Julia is a well-constructed programming language with fast execution speed, eliminating the classic problem of performing analysis in one language and translating it for performance into a second. This book will help you develop and enhance your programming skills in Julia to solve real-world automation challenges. This book starts off with a refresher on installing and running Julia on different platforms. Next, you will compare the different ways of working with Julia and explore Julia's key features in-depth by looking at design and build. You will see how data works using simple statistics and analytics, and discover Julia's speed, its real strength, which makes it particularly useful in highly intensive computing tasks and observe how Julia can cooperate with external processes in order to enhance graphics and data visualization. Finally, you will look into meta-programming and learn how it adds great power to the language and establish networking and distributed computing with Julia.

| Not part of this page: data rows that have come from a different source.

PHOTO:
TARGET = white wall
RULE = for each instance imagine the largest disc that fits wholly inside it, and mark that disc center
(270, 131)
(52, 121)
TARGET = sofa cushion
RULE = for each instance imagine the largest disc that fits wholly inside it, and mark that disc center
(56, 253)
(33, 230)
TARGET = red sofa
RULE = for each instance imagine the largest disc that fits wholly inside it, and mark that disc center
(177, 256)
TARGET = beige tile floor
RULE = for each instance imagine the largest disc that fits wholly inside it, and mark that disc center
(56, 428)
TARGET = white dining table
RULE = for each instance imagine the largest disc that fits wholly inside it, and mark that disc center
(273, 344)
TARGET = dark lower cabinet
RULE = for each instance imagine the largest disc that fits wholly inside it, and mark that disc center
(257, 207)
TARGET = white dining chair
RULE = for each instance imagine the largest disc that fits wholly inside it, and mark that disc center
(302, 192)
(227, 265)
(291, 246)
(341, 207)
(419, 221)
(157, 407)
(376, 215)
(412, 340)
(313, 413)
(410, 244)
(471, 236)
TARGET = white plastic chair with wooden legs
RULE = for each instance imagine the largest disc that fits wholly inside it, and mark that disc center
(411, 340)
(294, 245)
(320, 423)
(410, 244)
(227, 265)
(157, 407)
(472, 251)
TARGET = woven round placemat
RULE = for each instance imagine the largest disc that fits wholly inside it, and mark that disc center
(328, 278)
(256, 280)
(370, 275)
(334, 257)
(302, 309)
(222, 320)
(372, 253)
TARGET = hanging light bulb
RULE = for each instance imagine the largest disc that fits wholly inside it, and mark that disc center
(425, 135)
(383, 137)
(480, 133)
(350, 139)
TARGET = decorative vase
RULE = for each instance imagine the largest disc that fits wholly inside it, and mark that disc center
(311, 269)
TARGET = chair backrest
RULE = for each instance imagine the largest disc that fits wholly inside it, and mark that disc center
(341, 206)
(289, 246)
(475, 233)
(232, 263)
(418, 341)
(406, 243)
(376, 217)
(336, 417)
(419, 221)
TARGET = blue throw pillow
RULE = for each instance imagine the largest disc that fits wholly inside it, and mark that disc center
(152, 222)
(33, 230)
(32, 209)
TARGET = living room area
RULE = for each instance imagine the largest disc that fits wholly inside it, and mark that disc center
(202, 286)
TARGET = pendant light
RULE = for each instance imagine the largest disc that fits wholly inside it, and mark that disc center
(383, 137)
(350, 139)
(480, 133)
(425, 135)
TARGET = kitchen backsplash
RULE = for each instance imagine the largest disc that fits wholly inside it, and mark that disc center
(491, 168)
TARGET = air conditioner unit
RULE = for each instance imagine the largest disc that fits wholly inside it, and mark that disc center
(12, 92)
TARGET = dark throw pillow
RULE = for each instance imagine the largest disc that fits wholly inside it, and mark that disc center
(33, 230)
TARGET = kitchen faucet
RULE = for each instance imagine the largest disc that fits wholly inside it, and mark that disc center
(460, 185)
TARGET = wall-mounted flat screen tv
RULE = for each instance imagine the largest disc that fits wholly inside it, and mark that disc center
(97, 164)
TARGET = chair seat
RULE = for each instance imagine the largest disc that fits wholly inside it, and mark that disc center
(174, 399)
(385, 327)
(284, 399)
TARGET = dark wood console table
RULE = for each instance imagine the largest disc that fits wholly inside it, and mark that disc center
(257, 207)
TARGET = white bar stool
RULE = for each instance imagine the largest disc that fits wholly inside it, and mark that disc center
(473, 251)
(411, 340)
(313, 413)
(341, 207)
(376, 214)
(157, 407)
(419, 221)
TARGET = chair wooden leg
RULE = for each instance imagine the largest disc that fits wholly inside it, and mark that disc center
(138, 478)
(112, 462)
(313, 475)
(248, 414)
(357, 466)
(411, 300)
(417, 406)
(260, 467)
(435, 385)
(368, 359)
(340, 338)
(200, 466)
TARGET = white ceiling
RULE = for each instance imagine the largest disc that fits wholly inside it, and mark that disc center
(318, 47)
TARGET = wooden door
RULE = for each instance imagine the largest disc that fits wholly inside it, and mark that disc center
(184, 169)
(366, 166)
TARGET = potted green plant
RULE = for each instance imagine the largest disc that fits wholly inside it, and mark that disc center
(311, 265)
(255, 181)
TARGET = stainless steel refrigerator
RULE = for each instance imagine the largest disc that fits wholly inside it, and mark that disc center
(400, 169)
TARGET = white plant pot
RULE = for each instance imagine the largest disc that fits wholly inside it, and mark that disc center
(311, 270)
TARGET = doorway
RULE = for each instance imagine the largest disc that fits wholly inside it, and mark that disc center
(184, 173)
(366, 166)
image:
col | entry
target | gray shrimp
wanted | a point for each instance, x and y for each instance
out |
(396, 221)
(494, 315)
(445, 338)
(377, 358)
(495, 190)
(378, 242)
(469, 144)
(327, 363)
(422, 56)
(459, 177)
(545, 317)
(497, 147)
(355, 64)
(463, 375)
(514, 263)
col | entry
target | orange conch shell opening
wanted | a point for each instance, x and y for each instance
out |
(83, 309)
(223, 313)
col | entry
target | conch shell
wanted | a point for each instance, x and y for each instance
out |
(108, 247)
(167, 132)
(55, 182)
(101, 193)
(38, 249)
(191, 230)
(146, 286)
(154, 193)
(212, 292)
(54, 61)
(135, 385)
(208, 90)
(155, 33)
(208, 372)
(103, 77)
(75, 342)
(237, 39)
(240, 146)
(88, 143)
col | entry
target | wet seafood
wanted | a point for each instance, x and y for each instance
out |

Learning IPython for Interactive Computing and Data Visualization

Author : Cyrille Rossant
Publisher : Packt Publishing Ltd
Page : 201 pages
File Size : 53,6 Mb
Release : 2015-10-21
Category : Computers
ISBN : 9781783986996

Get Book

Learning IPython for Interactive Computing and Data Visualization by Cyrille Rossant Pdf

Get started with Python for data analysis and numerical computing in the Jupyter notebook About This Book Learn the basics of Python in the Jupyter Notebook Analyze and visualize data with pandas, NumPy, matplotlib, and seaborn Perform highly-efficient numerical computations with Numba, Cython, and ipyparallel Who This Book Is For This book targets students, teachers, researchers, engineers, analysts, journalists, hobbyists, and all data enthusiasts who are interested in analyzing and visualizing real-world datasets. If you are new to programming and data analysis, this book is exactly for you. If you're already familiar with another language or analysis software, you will also appreciate this introduction to the Python data analysis platform. Finally, there are more technical topics for advanced readers. No prior experience is required; this book contains everything you need to know. What You Will Learn Install Anaconda and code in Python in the Jupyter Notebook Load and explore datasets interactively Perform complex data manipulations effectively with pandas Create engaging data visualizations with matplotlib and seaborn Simulate mathematical models with NumPy Visualize and process images interactively in the Jupyter Notebook with scikit-image Accelerate your code with Numba, Cython, and IPython.parallel Extend the Notebook interface with HTML, JavaScript, and D3 In Detail Python is a user-friendly and powerful programming language. IPython offers a convenient interface to the language and its analysis libraries, while the Jupyter Notebook is a rich environment well-adapted to data science and visualization. Together, these open source tools are widely used by beginners and experts around the world, and in a huge variety of fields and endeavors. This book is a beginner-friendly guide to the Python data analysis platform. After an introduction to the Python language, IPython, and the Jupyter Notebook, you will learn how to analyze and visualize data on real-world examples, how to create graphical user interfaces for image processing in the Notebook, and how to perform fast numerical computations for scientific simulations with NumPy, Numba, Cython, and ipyparallel. By the end of this book, you will be able to perform in-depth analyses of all sorts of data. Style and approach This is a hands-on beginner-friendly guide to analyze and visualize data on real-world examples with Python and the Jupyter Notebook.